In the film’s most powerful episode, A Fierce Green Fire chronicles Greenpeacc’s campaign to stop whale-hunting and seal-hunting, with a focus on the exploits of a contentious, profane agitator named Paul Watson. Why, he wonders at one point, are  Russian and Japanese fishing boats harpooning whales so that their oil can be used in the manufacturing of missiles? “We’re insane,” he laments. “We’re just totally insane.” Watson is too radical for Greenpeace  (which he later describes as “the Avon ladies of the environment movement”) and so, after being voted off its board, he forms the Sea Shepherd Society to carry on his crusade; he turns to violence against property, ramming and damaging whaling ships. It sounds extreme but the film suggests — and I don’t know the full story — that Watson and his allies helped bring about a global moratorium on commercial whale hunting in 1986.

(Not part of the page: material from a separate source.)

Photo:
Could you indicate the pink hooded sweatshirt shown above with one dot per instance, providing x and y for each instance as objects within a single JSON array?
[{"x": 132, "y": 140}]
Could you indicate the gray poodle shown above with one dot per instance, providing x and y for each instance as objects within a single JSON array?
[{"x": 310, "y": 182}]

What’s clear from all this is that the environmental movement needs activists of all stripes — pragmatic insiders like Fred Krupp and Mark Tercek, sure, who can work inside the Beltway or with Wall Street or Silicon Valley, but also those who are louder and less compromising, like Bill McKibben and Mike Brune and James Hansen (despite what you may have read in The New York Times). Yes, their rhetoric can go a step too far, but the movement needs more of their passion and determination. Politeness is to be admired in children, but it’s no way to build a movement.

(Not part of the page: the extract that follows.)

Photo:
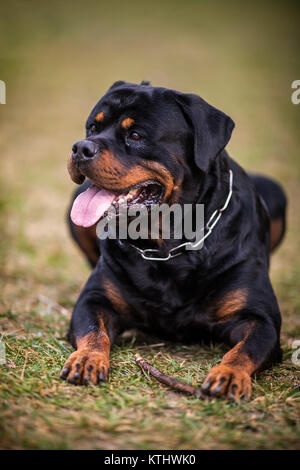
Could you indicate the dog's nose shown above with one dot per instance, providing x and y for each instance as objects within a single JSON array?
[{"x": 84, "y": 149}]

Photos courtesy of A Fierce Green Fire. The film is based on a 2003 book by journalist Philip Shabecoff, which I look forward to reading.

Comments

  1. Regrettably, the most effective ways to build a movement are not to be admired, even in adults.

  2. david russell says:

    What a load of tripe.

  3. It would seem the Nikita Khruschev’s “useful idiots” are all Green nowadays.

  4. Warren Goldstein says:

    Fine, thoughtful piece, Marc, alive to the often difficult lessons of history. You probably wouldn’t have wanted most of the Old Testament prophets at your dinner table. Many abolitionists were extremely unpleasant people, and without them slavery would have lasted much, much longer. Laurel Thatcher Ulrich’s saying “Well-behaved women rarely make history” is on point. The Rev. Fred Shuttleworth’s impolite activism in Birmingham eventually pushed his better-behaved elders toward advocating racial justice. Stonewall’s foot soldiers were the indispensable precursors of this week’s Supreme Court litigators about gay marriage. Thank goodness for all of them.